Na página 15 consta:
O projeto idealizado considerou a natureza inerte dos minérios extraídos e dos produtos gerados, bem como o uso de processos não agressivos ao meio ambiente, que possibilitem um empreendimento pautado nas melhores práticas da sustentabilidade ambiental.
            Temos na página 18:
A área da lavra do Projeto Retiro corresponderia à extensão total dos terrenos mineralizados em minerais pesados (Ilmenita, Rutilo, Zirconita e Titanomagnetita); no entanto, durante a elaboração do projeto conceitual, com base nos estudos ambientais realizados e incorporando critérios e medidas de proteção ambiental amparadas na legislação, a RGM delimitou a área de lavra de forma a assegurar a sustentabilidade do empreendimento.

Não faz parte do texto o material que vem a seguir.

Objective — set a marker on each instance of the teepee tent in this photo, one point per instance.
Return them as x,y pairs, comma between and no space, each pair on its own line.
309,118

            O RIMA, em outro momento, faz uso do desenvolvimento sustentável, apresentando na página 61:
A implantação do Projeto Retiro trará poucos efeitos sinérgicos ou cumulativos negativos sobre o ambiente natural, uma vez que sua área de intervenção, em sua maior parte, já integra as áreas utilizadas a um bom tempo para atividades antrópicas altamente modificadoras do ambiente, seja para o plantio da cebola e/ou arroz, plantio de pinus, pecuária de pequeno porte ou mesmo criação de animais domésticos.
Em contrapartida poderá servir como um apoiador no processo de planejamento do crescimento e no ordenamento do território da região e, assim, auxiliar o município na construção de uma boa base, possibilitando o desenvolvimento sustentável do mesmo a longo prazo, além é claro, de promover ganhos ambientais pela compensação e recuperação ambiental previstas pelo empreendimento.
            Partindo desta leitura do RIMA, percebe-se que a apropriação que o empreendedor faz do conceito de sustentabilidade insere-se, de maneira forçosa e ligeira, na matriz da eficiência, explicitada por Acselrad (2009, p.47). De acordo com este autor,
[…] adotando-se o ponto de vista de uma razão prática utilitária, a lógica da eficiência insere o homem em processos culturais de adaptação entre meios e fins. […] A alocação eficiente dos recursos é aquela que respeitaria as preferências dos consumidores ponderadas pela capacidade individual de pagamento. Seu ambiente institucional é o mercado competitivo em que vigorariam preços relativos determinados pela oferta e pela demanda.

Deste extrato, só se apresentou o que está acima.